HOUSING - With billions of dollars of cash on hand, and millions of working-class families unable to find affordable housing, corporations are increasing their share of the housing stock and expanding their portfolios. A 2021 report co-authored by the Institute for Policy Studies, Bargaining for the Common Good, and Americans for Financial Reform Education Fund demonstrated how corporate and institutional investors were well positioned to take advantage of a red-hot real estate market. In the final quarter of 2022, investors purchased more than $31 billion worth of residential property in 40 of the largest metropolitan markets in the country – not a small sum.
Digital technologies helped facilitate this process. New business models like iBuying – which allow companies to instantly assess the value of and make offers on properties that are then resold – provide corporate landlords with privileged access to residential homes. Real estate tech companies are transferring close to a quarter of their inventory directly to institutional investors off market. Even when these tech firms go belly up, thousands of homes are snapped up by Wall Street, granting the latter greater undue market power.
All of this translates to a more expensive real estate for working families, as unlisted corporate purchases lower the housing supply available to thousands of households. As a result, four out of five homes are now classified as unaffordable to median income earners, up from just half a decade ago.
“Housing affordability is at the lowest level in history,” declared Taylor Marr, deputy chief economist at Redfin, in a recent interview.
The ever-expanding presence of corporate landlords also increases precarity for renters. Large portfolios incentivize the development and use of software to automate property management and eviction filings to the detriment of tenants. The aggressive pursuit of evictions and unwillingness to negotiate alternative resolutions to ensure families remain housed highlights the need for more robust tenant protections.
Potential Revenue from a Tax on Investor Purchases of Residential Properties
A tax on institutional investors could dissuade corporate purchases, giving working-class households an equitable opportunity to buy a home while also generating revenue for affordable housing. To illustrate the potential revenue a 10 percent tax on investors could generate, the Institute for Policy Studies analyzed the sale records of Boston, Massachusetts in the final quarter of 2022. Any record where the buyer’s name included the words “LLC”, “Trust”, “Corporation”, “Partnership”, “Inc”, or “Homes” is categorized as an investor. The methodology excludes all transfers where the transaction was less than $1,000.

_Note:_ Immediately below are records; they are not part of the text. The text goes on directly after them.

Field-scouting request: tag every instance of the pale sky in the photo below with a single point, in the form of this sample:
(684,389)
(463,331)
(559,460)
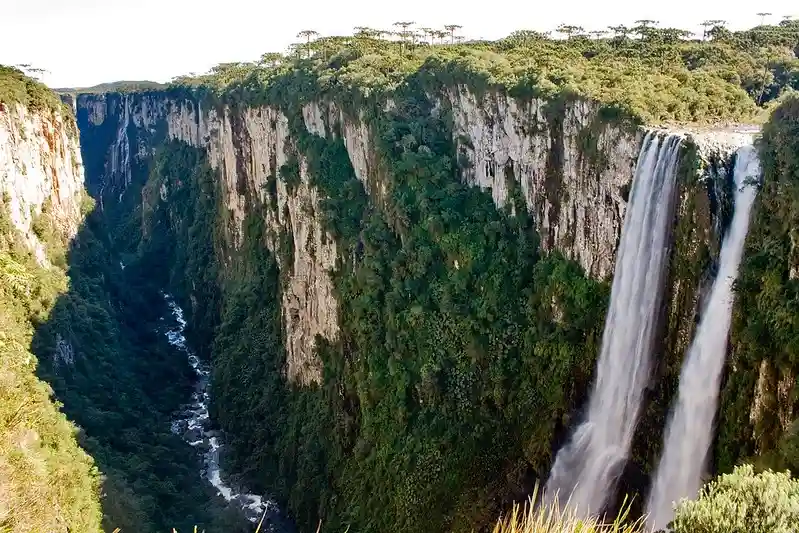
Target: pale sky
(86,42)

Investor purchases accounted for 24 percent of all residential real estate sales in Boston between October and December of 2022. The total value of their residential acquisitions was $820 million, with a median sale price of $1.1 million. A 10 percent tax on all investor purchases could yield $82 million in revenue.
Boston is just one city where investors are snatching up residential properties. If a 10 percent tax on investor purchases were in effect in Boston as well as the country’s nine other top housing markets, it could’ve generated a total of $1.4 billion just on 2022 fourth quarter sales alone.

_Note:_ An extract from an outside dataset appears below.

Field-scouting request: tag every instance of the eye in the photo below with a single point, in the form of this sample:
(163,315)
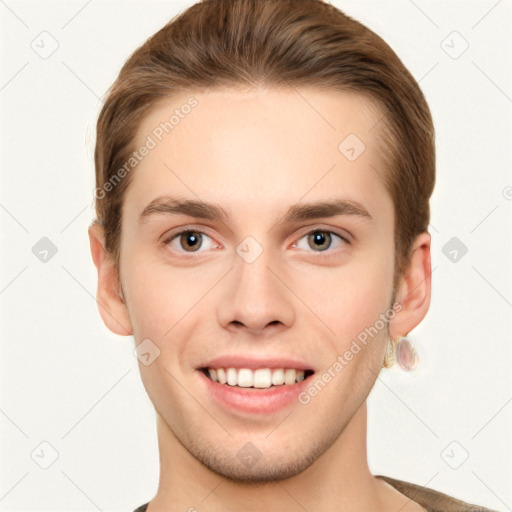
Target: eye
(188,239)
(321,239)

The time for our elected representatives to address the affordability crisis and guarantee dignified housing for all is now.
The solution is straightforward: the federal government should ramp up the production of decommodified public housing to put downward pressure on real estate prices. All newly constructed housing should serve the social needs of our communities instead of further enriching corporations and institutional landlords.

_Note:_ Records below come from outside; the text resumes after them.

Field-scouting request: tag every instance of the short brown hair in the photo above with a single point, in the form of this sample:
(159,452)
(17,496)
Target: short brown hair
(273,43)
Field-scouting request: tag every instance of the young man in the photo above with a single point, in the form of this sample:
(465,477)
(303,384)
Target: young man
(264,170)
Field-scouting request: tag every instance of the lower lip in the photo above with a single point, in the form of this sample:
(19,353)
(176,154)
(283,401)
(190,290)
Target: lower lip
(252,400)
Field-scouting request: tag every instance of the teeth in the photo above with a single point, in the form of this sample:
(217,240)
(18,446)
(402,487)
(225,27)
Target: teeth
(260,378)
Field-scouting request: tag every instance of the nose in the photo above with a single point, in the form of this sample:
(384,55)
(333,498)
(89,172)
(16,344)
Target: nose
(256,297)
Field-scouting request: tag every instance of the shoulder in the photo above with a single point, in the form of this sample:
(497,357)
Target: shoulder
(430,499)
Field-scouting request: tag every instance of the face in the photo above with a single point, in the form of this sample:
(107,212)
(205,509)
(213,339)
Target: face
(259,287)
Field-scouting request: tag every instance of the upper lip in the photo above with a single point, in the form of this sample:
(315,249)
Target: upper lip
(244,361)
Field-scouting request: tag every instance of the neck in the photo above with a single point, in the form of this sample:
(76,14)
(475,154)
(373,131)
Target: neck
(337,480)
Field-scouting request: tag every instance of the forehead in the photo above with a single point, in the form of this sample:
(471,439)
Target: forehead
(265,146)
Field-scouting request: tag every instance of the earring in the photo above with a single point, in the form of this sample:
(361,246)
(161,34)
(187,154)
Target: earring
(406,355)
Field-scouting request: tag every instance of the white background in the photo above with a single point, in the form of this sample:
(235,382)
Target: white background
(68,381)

A federal tax on institutional buyers has the potential to generate significant revenue to help fund the construction of new public and social housing.
The lack of housing affordability is the direct result of commodification – the use of residential real estate as an asset for the purposes of financial speculation and capital accumulation. The sooner we start treating housing as the public good that it is, the sooner we can create an economy that works for everyone.
(Omar Ocampo is a researcher for the Program on Inequality and the Common Good at the Institute for Policy Studies.)